What you want to prove is that $\alpha<x/(x+7)$ for (at least) one $x\in\mathbb{R}^+$. The inequality is equivalent to $\alpha<1-\frac{7}{x+7}$, that is $$ \frac{7}{x+7}<1-\alpha $$ or $$ x>\frac{7}{1-\alpha}-7=\frac{7\alpha}{1-\alpha} $$ which is certainly satisfied for some (actually infinitely many) $x\in\mathbb{R}^+$.

The second method is essentially the same: for $\varepsilon>0$ you want to see that there exists $x\in\mathbb{R}^+$ such that $$ 1-\varepsilon<\frac{x}{x+7} $$ that is $$ \varepsilon>\frac{7}{x+7} $$ that's equivalent to $$ x>\frac{7}{\varepsilon}-7 $$ Thus, taking $x=7/\varepsilon$ you are done.

There is also a third method, in this case.

Clearly, any $\alpha\le0$ is not an upper bound for the set $A$. Assume $0<\alpha<1$: we show that $$ \frac{1+\alpha}{2}\in A $$ Indeed $$ \frac{1+\alpha}{2}=\frac{x}{x+7} $$ becomes $$ (1+\alpha)x+7(1+\alpha)=2x $$ that is $$ x=\frac{7(1+\alpha)}{1-\alpha}\in\mathbb{R}^+ $$ Since $\alpha<\frac{1+\alpha}{2}$, we conclude $\alpha$ is not an upper bound for $A$.

Answer 2

The second method looks fine.

The first method is incorrect. You wrote $x+7\ge 7$ and then $$(1-\alpha)(x+7)>7$$ That's your mistake.

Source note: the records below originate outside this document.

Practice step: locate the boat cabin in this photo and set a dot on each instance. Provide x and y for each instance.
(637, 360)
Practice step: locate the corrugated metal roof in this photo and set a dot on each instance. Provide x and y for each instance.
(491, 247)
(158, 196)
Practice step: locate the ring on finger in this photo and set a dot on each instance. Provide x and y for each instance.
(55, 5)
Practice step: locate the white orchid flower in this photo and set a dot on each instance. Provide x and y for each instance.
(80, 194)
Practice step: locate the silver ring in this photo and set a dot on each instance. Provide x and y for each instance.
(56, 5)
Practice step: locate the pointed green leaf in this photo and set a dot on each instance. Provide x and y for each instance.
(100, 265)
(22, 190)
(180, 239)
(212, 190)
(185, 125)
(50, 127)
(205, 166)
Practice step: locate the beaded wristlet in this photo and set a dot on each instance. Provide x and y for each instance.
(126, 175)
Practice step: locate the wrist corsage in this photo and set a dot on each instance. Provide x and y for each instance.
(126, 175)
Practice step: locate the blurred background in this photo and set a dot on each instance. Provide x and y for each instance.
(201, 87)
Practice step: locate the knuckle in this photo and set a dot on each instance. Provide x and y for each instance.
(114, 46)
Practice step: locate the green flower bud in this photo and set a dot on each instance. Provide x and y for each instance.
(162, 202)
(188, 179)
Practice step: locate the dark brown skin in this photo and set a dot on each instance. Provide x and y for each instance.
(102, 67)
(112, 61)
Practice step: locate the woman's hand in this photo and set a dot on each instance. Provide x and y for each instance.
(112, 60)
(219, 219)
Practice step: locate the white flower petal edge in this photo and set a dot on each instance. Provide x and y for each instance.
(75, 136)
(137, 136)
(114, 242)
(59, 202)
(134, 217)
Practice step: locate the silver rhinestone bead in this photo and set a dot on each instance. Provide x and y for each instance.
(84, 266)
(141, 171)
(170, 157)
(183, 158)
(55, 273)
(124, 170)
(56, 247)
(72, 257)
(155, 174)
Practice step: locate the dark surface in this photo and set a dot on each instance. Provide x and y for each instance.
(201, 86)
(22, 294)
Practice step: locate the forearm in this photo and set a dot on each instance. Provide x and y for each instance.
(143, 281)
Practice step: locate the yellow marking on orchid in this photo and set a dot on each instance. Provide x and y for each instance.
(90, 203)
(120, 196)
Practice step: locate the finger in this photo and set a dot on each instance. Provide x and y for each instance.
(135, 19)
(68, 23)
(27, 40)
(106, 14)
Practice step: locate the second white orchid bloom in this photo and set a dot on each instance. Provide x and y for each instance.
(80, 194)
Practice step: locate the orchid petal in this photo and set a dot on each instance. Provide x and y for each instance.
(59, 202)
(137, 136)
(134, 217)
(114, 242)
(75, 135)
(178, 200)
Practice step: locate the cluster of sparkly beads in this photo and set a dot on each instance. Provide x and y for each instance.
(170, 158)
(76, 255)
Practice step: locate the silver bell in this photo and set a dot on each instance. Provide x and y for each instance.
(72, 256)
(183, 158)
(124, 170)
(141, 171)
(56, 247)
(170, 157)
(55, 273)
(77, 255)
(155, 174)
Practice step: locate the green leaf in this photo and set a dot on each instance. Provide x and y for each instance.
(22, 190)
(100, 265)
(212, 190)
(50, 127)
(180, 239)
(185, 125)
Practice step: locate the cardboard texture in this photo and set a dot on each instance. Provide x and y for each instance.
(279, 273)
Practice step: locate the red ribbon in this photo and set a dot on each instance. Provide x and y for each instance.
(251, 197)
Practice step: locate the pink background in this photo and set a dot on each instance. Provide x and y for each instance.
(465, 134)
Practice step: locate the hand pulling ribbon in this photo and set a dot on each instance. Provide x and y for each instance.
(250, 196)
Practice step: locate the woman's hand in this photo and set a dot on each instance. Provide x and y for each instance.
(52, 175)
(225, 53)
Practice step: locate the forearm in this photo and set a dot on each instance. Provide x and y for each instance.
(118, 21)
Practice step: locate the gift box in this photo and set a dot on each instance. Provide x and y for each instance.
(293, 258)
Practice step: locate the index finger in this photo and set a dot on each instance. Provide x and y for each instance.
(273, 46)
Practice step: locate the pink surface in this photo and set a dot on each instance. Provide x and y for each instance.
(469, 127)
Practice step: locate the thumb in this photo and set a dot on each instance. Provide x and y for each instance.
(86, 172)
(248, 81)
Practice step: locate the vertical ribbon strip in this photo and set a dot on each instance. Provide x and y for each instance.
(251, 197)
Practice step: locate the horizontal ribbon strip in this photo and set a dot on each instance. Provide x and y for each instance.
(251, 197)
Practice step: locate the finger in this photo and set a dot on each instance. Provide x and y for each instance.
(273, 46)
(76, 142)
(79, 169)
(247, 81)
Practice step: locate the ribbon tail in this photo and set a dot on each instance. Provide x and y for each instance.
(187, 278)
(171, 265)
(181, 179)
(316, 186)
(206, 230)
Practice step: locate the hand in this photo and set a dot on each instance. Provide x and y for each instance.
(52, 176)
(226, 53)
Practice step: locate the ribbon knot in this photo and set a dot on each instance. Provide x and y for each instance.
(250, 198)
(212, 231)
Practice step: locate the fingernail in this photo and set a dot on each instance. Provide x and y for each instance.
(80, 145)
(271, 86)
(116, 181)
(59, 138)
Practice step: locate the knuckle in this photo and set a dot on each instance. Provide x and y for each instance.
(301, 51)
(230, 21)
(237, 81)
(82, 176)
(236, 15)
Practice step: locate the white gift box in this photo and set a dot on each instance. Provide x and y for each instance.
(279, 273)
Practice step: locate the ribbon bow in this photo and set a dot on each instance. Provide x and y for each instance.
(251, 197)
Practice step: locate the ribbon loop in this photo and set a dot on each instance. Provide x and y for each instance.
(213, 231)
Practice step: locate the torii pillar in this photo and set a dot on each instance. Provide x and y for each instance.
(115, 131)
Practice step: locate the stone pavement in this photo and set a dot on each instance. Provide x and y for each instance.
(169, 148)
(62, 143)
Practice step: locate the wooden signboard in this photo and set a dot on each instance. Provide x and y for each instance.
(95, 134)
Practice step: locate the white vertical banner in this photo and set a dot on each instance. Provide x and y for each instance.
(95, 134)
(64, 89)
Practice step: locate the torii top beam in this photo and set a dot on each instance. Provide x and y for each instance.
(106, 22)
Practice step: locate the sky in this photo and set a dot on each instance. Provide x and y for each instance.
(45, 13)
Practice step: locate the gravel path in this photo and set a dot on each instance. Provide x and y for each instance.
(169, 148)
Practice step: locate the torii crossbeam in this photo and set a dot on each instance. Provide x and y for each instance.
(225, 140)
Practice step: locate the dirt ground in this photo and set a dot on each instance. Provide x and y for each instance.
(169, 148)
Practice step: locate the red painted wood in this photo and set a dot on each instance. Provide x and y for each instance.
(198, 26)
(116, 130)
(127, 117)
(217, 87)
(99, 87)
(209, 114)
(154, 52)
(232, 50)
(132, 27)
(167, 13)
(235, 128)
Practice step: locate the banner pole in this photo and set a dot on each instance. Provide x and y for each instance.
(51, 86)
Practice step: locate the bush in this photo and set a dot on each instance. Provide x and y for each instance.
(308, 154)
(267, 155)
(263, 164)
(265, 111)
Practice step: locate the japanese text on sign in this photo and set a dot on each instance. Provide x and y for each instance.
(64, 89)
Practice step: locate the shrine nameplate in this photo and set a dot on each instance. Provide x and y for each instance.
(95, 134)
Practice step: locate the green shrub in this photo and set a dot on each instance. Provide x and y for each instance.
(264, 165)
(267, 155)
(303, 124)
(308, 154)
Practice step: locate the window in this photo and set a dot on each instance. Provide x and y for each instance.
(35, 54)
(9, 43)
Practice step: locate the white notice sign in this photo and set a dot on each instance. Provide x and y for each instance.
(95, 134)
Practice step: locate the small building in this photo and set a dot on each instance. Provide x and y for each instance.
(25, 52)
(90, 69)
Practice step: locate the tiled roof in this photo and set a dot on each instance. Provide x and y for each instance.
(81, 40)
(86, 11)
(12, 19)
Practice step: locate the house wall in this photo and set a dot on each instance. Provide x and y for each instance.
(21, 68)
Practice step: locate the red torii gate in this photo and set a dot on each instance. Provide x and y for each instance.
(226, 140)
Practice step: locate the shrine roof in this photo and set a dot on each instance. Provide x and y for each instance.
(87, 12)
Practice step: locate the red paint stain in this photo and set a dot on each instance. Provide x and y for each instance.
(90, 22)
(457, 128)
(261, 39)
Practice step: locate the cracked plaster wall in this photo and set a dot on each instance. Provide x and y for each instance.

Remark: If you know how the $\sup$ is characterized by limits of sequences, then you can easily show your result using the fact that $$\lim_{n\to +\infty}\frac{n}{n+7}=1$$

Edit For your curiosity: If $A$ is an upper-bounded non-empty set and $s\in\mathbb{R}$, to show that $s=\sup A$ you can simply show that $s$ is an upper-bound of $A$ and that there exists a sequence $(a_n)_{n\in\mathbb{N}}$ of elements in $A$ (i.e $\forall n\in\mathbb{N},a_n\in A$) such that $\lim\limits_{n\to +\infty}a_n=s$. That's because if such a sequence exists, it means that $$\forall\varepsilon>0,\exists N\in\mathbb{N},\forall n\ge N,s-\varepsilon<a_n\le 1$$ and in particular $s-\varepsilon<a_N$ with $a_N\in A$. In fact, you can also prove that if $s=\sup{A}$ then such a sequence exists.